Général
Le tourisme, selon Florent Dillie, Jacques Sole et Gérard Brackx, un monde en voie de disparition ?
21 septembre 2011
Les décès successifs de Florent Dillie, Jacques Sole et Gérard Bracks appellent à la réflexion. Ils représentaient toute une époque de l’industrie du tourisme.
Si l’on reprend l’historique même de l’organisation des voyages, à l’origine, il n’y avait que les moyens de transport et d’hébergements. Les AGV sont venues plus tard avec comme mission de simplifier la vie des voyageurs.
Certaines AGV ont privilégié les contacts clients, d’autres l’organisation même des voyages. Ces dernières devenant par la suite les TO. Au lendemain de la guerre et jusqu’au début des années 2000, les fonctions étaient encore bien séparées : aux AGV la commercialisation et la vente des produits, aux TO l’assemblage des fonctions transports, transferts, hébergements et/ou circuits. Chacun donc restait donc sur son créneau et n’empiétait pas dans le domaine des autres.
Aujourd’hui, les fournisseurs (TO, compagnies de transports et hébergements) ne rêvent plus que d’un monde où les intermédiaires auront disparu.
L’arrivée du commissionnement et surtout des surcommissions
Les AGV, en confiant la mission de l’organisation des voyages et des forfaits aux seuls TO et en prenant peur d’organiser elles-mêmes les voyages, ont oublié la fonction primaire qu’elles avaient aux yeux des clients. A savoir d’être les spécialistes et les conseillers objectifs pour les vacances et les voyages.

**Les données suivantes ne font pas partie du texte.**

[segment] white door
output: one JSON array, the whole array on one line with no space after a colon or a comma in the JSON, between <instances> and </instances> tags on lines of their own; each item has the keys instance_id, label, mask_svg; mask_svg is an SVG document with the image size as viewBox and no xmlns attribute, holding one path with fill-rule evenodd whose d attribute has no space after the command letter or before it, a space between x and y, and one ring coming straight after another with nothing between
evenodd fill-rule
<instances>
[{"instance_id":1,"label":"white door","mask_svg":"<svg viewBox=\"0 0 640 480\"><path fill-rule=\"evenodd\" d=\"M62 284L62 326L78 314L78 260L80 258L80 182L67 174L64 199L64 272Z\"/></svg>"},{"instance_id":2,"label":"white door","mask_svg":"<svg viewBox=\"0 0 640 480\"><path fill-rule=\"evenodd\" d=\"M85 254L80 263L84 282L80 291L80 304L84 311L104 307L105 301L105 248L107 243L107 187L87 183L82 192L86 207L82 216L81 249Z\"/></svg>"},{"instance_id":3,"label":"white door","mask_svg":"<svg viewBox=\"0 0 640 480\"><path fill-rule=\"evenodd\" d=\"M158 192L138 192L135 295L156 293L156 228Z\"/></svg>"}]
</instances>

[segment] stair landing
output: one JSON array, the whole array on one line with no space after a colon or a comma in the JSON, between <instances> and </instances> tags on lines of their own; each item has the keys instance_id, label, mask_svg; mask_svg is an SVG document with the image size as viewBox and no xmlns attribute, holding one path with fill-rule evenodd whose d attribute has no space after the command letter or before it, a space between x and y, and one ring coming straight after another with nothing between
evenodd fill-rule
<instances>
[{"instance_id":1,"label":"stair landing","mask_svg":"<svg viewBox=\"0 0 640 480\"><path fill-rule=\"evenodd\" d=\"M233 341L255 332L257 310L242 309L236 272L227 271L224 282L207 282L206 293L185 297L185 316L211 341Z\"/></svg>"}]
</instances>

Avec le temps, en caricaturant, on peut dire que l’objectif des AGV n’a plus été de satisfaire pleinement les touristes mais de ne revendre que les forfaits pour lesquels elles avaient et ont les meilleures commissions avec le moins de litiges possibles. En d’autres mots de n’être que des distributeurs de brochures et des preneurs de commandes.
Et lorsqu’on regarde ou analyse les brochures, force est de constater que dans la plupart des cas, les seules variables effectives des contenus se limitent aux seuls noms des éditeurs, pardon des voyagistes.
Comme les touristes trouvent de moins en moins un service réellement personnalisé chez les AGV, il est tout à fait logique que, lorsque Internet est arrivé, ceux-ci ont commencé à chercher eux-mêmes des produits les satisfaisant.
En résumé, à cause même de la politique commerciale des AGV et des TO, ils ne ressentent plus le besoin de ces intermédiaires.
Or la réponse des professionnels à cette nouvelle donne du marché a été à côté de la plaque. Au lieu de rappeler toutes les garanties de bonne fin qu’un professionnel offre, TO et AGV ont mis en avant un seul élément : le prix.
Or l’histoire économique nous apprend qu’un prix n’est qu’un élément d’un produit et que si une guerre des prix a lieu, à terme, tout le monde est perdant.
Mieux est, on trouvera toujours moins cher et en plus souvent avec une meilleure qualité.
Ce qui nous fait dire qu’à terme si TO comme AGV ne retournent pas aux sources mêmes de leur job, Internet et les ventes directes vont les condamner à disparaître.
Or que constate-t-on ?
Sauf pour les produits à la carte et voyages de groupe thématiques, les produits du tourisme industriel sont devenus tout ce quil y a de plus banal. Qui peut donner objectivement la différence entre une plage en Tunisie ou en Turquie ? Et si l’on prend le monde des croisières, n’est-il pas vrai qu’en dehors d’une couleur de cheminée, Costa ou MSC offrent les mêmes services, les mêmes itinéraires, la même nourriture plus ou moins internationalisée… ?
Ce qui fait qu’une AGV conseillera un TO ou un croisiériste se limite trop souvent au seul niveau du commissionnement ou plus exactement du surcommissionement.
Et pour ce qui est des AGV, non seulement nombre d’entre elles ont une peur panique de proposer des formules originales mais en plus d’organiser elles-mêmes des séjours. Logique car la crainte de déplaire aux grands TO les paralyse.
Tandis que chez les grands TO généralistes, il n’existe plus comme priorité que de trouver le moins cher possible avec le minimum de frais. Et basta pour la vraie qualité et le respect aux touristes.
Florent Dillie était représentatif d’un monde où le TO de niche essayait d’apporter une vraie plus value qualitative globale à ses produits.
Jacques Sole a défendu l’indépendance des AGV face aux fournisseurs mais en prenant la voie de la meilleure rémunération possible.
Gérard Brackx a réussi, avec Wim Desmet (Thomas Cook) et Rudolf Vanmoerkeke (Sunair) à imposer, dans les voyages à forfaits, la loi des TO.
Trois modes de pensée qui bientôt se conjugueront au passé si le secteur ne se ressaisit pas.